Australia Captain Rowie Webster (3 goals):
[Question: How would you characterize that game?] "Extremely rough. The referees are not [giving] too many easy fouls so it's really hard to get the flow of the game going. But they gave us a challenge, and I think today we rose to it. We did a good job to get the win."
Kazakhstan Head Coach Andrey Sazukin (through an interpreter):
"Every counter attack was on our mistake. All their goals were made shooting on counterattack. When we play 6 to 6, it was not mistakes."
Extra Man: JPN 2/6. USA 3/7.
JAPAN: Miyuu Aoki, Yumi Arima (2), Haruna Nonomura, Shino Magariyama, Chiaki Sakanoue (2), Miku Koida, Akari Inada, Mimori Yamamoto, Kana Hosoya (1), Misaki Noro, Marina Tokumoto, Kotori Suzuki (1), Yuka Kamatashiro, Head Coach: Hideo Kato.
UNITED STATES: Thea Walsh, Ava Johnson (2), Melissa Seidemann (3), Alexandra Thomason, Sarah Klass (1), Bayley Weber, Alexis Liebowitz (2), Ryann Neushul, Aria Fischer, Jewel Roemer (2), Abrielle Hill, Paige Hauschild, Georgia Phillips, Head Coach: Adam Krikorian.
USA vs. Japan was the most anticipated game of the night because both teams had a perfect 2-0 record in round-robin play.
In the first quarter, however, the U.S. took a 2-0 lead despite being outshot by Japan 12 to 5. (Melissa Seidemann scored both goals.) In the first two minutes of the second quarter, 19-year-old Yumi Arima scored for Japan to make it 2-1. The teams alternated the next four goals, ending with another point by Arima to keep Japan alive - although it trailed 4-3, at halftime.
The U.S. ran away with the third period, scoring four goals to Japan's one - first on a skip shot by Sarah Klass past goalie Miyuu Aoki, followed by Seidemann's third goal of the night, and later, Jewel Roemer's long-range cross-net shot on a power play and, finally, Ava Johnson's last-chance goal into a wide-open just as the shot clock was expiring. All that gave the U.S. an 8-4 lead entering the fourth quarter. But when Chiaki Sakanoue bounced the ball into the net past U.S. goalie Thea Walsh and Kotori Suzuki whipped in a decisive goal, Japan was back in the game, trailing 6-8 with 4:10 to go. After a brief game of chicken with goalie Aoki, however, Ava Johnson lightly placed the ball into the net to extend the U.S. advantage, 9-6. Less than a minute and a half later, Alexis Liebowitz closed out the scoring for a 10-6 U.S. victory.

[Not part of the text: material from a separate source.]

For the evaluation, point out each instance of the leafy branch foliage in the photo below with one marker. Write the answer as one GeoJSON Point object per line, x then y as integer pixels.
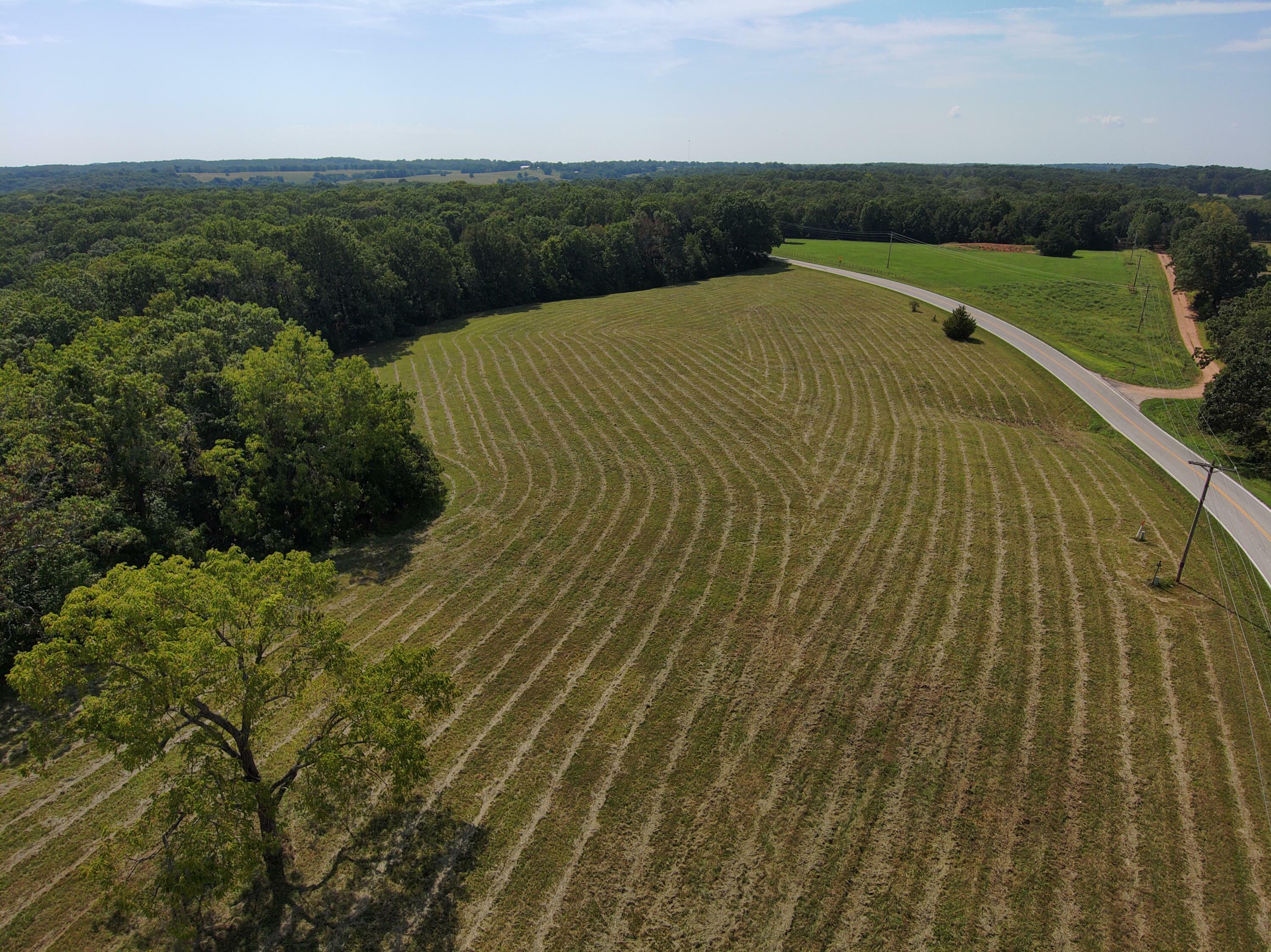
{"type": "Point", "coordinates": [185, 664]}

Friday's games open with Kazakhstan and China (who is each seeking its first victory), followed by Japan vs. Australia, and USA vs. Canada.
Japan player Yumi Arima (2 goals):
"They [the U.S.] are very strong on defense, therefore we were prompted by them to take rather [weak] shots, not strong shots. The US was defending with zone defense and we were not good enough to take the middle shots. Both of our next opponents, Australia and China, are bigger than us in terms of size so we need to be more mobile and agile so that we can be competitive with those opponents. I'm 19 years old. This is my first year on the senior national team. I'm in my second year in university."

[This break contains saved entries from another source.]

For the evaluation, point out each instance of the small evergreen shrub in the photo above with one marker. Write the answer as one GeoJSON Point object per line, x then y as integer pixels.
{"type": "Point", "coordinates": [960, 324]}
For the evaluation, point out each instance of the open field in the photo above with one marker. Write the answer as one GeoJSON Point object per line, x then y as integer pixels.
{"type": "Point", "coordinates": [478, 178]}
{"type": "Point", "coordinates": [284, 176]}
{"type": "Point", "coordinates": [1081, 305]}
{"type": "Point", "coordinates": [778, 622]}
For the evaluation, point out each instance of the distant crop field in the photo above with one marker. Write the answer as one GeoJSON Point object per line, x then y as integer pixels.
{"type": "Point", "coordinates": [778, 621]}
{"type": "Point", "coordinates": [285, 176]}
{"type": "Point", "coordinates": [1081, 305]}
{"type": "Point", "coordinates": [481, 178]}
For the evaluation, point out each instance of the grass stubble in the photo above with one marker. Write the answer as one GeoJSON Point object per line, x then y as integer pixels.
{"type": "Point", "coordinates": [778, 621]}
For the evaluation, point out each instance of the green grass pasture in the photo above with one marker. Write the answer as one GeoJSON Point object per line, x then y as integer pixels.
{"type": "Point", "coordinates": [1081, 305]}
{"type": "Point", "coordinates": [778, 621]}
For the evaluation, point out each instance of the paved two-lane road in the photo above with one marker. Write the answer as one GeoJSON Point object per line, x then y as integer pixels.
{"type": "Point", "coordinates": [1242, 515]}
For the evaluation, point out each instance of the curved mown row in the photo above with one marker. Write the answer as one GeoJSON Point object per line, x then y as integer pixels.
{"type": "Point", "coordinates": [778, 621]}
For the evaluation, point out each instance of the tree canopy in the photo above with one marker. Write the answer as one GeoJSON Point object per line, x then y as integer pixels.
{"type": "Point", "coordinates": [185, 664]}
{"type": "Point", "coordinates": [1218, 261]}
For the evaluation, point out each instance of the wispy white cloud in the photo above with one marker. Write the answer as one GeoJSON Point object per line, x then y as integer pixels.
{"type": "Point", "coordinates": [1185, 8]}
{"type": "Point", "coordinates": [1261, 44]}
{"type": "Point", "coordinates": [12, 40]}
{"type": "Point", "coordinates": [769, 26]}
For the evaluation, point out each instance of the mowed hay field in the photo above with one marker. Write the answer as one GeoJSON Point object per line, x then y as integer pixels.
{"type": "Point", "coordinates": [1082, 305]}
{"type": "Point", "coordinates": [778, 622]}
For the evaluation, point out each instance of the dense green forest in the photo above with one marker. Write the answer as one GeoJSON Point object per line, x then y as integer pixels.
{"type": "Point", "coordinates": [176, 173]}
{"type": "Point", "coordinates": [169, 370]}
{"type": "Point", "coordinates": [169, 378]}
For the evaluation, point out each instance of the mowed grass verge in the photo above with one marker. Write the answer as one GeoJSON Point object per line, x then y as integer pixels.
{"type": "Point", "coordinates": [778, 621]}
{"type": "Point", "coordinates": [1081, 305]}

United States Head Coach Adam Krikorian:
"The Japanese team's tough. Was I worried? I'm never worried in any game. But they're great; they're relentless, Japan is. [Question: Were you trying to encourage the US to do a lot of passing? Or were the younger players just being careful?] The Japanese team presses very well. We had a hard time holding position against them so we had to pass the ball around a lot to try to get the opening; they kept taking our opening away. We prefer not as many passes, actually."